The bill aims to speed up public notice of natural gas and oil production records that under current state law are not available to the public for up to a year.
The bill also changes the state’s Oil and Gas Conservation Commission to include the governor, director of the Idaho Department of Lands, and two oil and gas experts.
The bill follows complaints from some property owners that they have no way to check on what Texas-based Alta Mesa is producing from wells and whether the company is paying its fair share.
Company spokesman John Foster said he hadn’t seen the bill and couldn’t comment.
Idaho has a long history of oil and gas exploration starting in the early 1900s. Peaks for well permits occurred in the 1920s, 1950s and 1980s. Twenty-five of Idaho’s 44 counties have had oil and gas exploration. But it’s only been in recent years that advances in technology have given geologists three-dimensional views of what’s underground and narrowed search areas.
During that time, Idaho officials have worked to update the state’s oil and gas regulations. Making records public sooner, officials say, could increase oil and gas competition in the state by letting other oil and gas companies see what’s being produced.
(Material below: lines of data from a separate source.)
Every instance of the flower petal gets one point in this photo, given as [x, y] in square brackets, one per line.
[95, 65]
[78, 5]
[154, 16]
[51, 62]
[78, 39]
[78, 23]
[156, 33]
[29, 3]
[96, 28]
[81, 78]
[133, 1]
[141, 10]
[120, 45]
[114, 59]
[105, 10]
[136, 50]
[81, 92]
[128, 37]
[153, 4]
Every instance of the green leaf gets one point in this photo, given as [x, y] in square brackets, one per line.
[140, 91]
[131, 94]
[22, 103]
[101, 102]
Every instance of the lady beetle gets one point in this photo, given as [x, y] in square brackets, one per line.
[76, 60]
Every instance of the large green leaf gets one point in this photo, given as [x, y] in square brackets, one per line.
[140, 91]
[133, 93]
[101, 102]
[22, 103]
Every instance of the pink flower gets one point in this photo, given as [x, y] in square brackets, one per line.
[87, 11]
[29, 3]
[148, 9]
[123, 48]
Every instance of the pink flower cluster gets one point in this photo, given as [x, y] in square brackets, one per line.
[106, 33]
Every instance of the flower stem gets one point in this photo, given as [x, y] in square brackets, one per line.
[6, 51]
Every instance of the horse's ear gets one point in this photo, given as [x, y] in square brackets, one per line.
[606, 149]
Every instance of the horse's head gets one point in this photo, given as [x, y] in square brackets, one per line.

Boyle said she has worked with Idaho Gov. C.L. “Butch” Otter, Department of Lands Director Tom Schultz, other lawmakers and landowners on the bill.
The bill also proposes metering of wells to measure what’s being produced, requires operators to file monthly reports with the state about production and sales, and allows the Idaho Department of Lands to share information with the Idaho Department of Environmental Quality, Department of Water Resources and the Idaho Geological Survey.